Ordre des Experts Comptables de Tunisie
- Abbreviation: OECT
- Formation: 1983
- Headquarters: Tunis, Tunisia
- Region served: Tunisia
- Official language: French, Arabic
- President: Mohamed Néji Hergli
- Website: www.oect.org.tn

= Ordre des Experts Comptables de Tunisie =

The Ordre des Experts Comptables de Tunisie (OECT; Institute of Chartered Accountants of Tunisia) is a professional association of accountants in Tunisia. It was created in 1983 and placed under the Ministry of Finance.

The OECT is responsible for ensuring the normal functioning of the accountancy industry, for ensuring that members respect all relevant rules and obligations and for defending the honor and independence of the profession.
The institute is a member of the International Federation of Accountants (IFAC) and of the International Federation of Francophone Accountants (FIDEF).

The institute participated in the national campaign for creation and development of SMEs, which was launched in April 2005 by the Ministry of Industry, Energy and SMEs.
In May 2007 the institute and FIDEF held a major meeting to discuss the implications and costs involved in moving to the International Financial Reporting Standards (IFRS) for SMEs standard of accounting.
In October 2009, due to the 2008 financial crisis, the OECT held a seminar to discuss banking ethics with the assistance of the Central Bank of Tunisia (BCT) and the Professional Association of Tunisian banks and financial institutions (APTBEF). The objective was to raise awareness of this vital subject and reduce risks.

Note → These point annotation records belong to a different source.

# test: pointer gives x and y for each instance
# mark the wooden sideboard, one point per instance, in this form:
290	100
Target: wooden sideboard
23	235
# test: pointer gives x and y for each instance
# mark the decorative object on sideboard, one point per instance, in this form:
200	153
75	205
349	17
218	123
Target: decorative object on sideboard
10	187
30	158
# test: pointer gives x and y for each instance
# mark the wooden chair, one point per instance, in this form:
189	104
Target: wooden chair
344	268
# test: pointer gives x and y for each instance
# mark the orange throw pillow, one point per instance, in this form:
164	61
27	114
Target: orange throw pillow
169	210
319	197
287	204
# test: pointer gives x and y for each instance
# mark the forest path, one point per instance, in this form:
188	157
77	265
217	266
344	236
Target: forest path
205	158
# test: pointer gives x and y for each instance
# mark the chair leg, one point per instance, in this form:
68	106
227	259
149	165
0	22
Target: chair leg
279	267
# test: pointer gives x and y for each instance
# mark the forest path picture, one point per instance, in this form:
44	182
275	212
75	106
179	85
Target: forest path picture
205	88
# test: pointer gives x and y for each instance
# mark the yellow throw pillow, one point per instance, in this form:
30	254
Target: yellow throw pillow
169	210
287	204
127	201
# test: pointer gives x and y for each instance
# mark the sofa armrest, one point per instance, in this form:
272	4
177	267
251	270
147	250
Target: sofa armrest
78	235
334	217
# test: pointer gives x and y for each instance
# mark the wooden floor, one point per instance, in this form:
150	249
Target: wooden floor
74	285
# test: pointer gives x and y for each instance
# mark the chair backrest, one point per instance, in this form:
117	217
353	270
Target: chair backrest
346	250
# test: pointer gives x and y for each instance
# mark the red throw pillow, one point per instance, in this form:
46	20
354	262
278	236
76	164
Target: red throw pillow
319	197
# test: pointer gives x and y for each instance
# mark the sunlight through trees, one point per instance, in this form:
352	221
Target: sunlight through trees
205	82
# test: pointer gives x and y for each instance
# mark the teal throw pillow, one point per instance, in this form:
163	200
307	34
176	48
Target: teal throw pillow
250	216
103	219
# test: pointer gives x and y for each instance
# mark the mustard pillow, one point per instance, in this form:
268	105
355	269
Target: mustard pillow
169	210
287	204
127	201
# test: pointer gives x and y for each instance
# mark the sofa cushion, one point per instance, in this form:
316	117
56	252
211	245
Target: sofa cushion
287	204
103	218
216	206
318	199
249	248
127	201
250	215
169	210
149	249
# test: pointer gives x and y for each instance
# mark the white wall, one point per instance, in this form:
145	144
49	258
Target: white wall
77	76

The board of the OECT repeatedly raised concerns about the conduct of members of the Committee of State Auditors, both before and after the Tunisian revolution. On 3 June 2011 a group of 50 accountants filed a complaint of corruption by this body with the high court.
Following the confiscation of more than 287 companies belonging to the Ben Ali / Trabelsi clan, in June 2011 the institute held a press conference calling for resolution of the legal status of these companies, which employed about 15,000 people and held investments in many of Tunisia's largest companies.